Preview — full styling will appear after the next deploy completes.

rag-system-design

Reranking and Context Assembly

Cross-encoders, deduplication, and token budget management

Initial retrieval casts a wide net. Rerankers — especially cross-encoders — reorder candidates based on direct query-document relevance. After reranking, near-duplicates are removed and the best chunks are packed into the prompt within a token budget.

flowchart TD
    Q([Query]) --> BI[Bi-encoder
Retrieve Top-50]
    BI --> CE[Cross-encoder
Rerank]
    CE --> DD[Deduplicate
near-similar chunks]
    DD --> TB{Token Budget
check}
    TB -->|fits| CTX[Assembled Context
with source IDs]
    TB -->|overflow| TRIM[Trim lowest-ranked]
    TRIM --> CTX
    CTX --> LLM[LLM Generator]

Bi-encoder retrieval (embedding query and document separately, then computing dot product) is fast but imprecise — the query and document embeddings are computed independently, missing cross-attention signals. Cross-encoder rerankers fix this by jointly encoding query and document pairs and scoring them together. This is much slower (you must run the model once per candidate) but dramatically more accurate. The standard pattern is retrieve broadly with a bi-encoder (top 20–100), then rerank tightly with a cross-encoder (keep top 3–5).

Deduplication is an often-skipped step that significantly improves answer quality. Overlapping chunks from the same document section will produce near-duplicate content in the retrieved set. Packing five near-identical passages into the prompt wastes tokens and causes the model to over-weight that specific fact. After reranking, remove candidates whose text similarity exceeds a threshold, keeping only the highest-ranked unique chunk per near-duplicate cluster.

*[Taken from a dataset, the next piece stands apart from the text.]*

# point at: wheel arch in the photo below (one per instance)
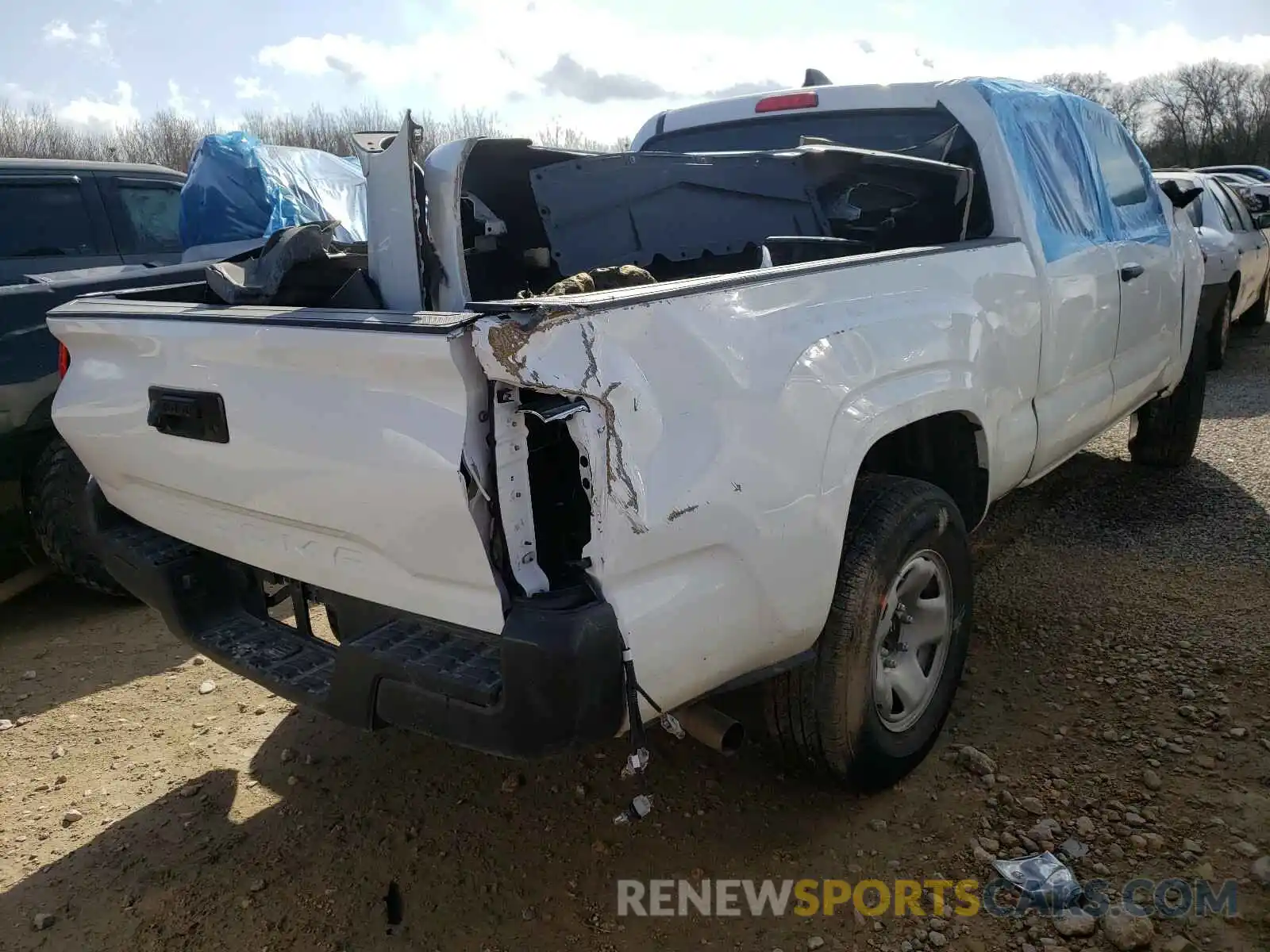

Context assembly is not just "concatenate the top-k chunks". Adjacent chunks from the same document may need stitching to restore coherence. Ordering matters — lost-in-the-middle research suggests models attend better to evidence at the beginning and end of context. Each chunk should carry its source identifier so the generator can produce accurate citations. And the assembled context must fit within the model's effective context window, accounting for the system prompt and expected output length.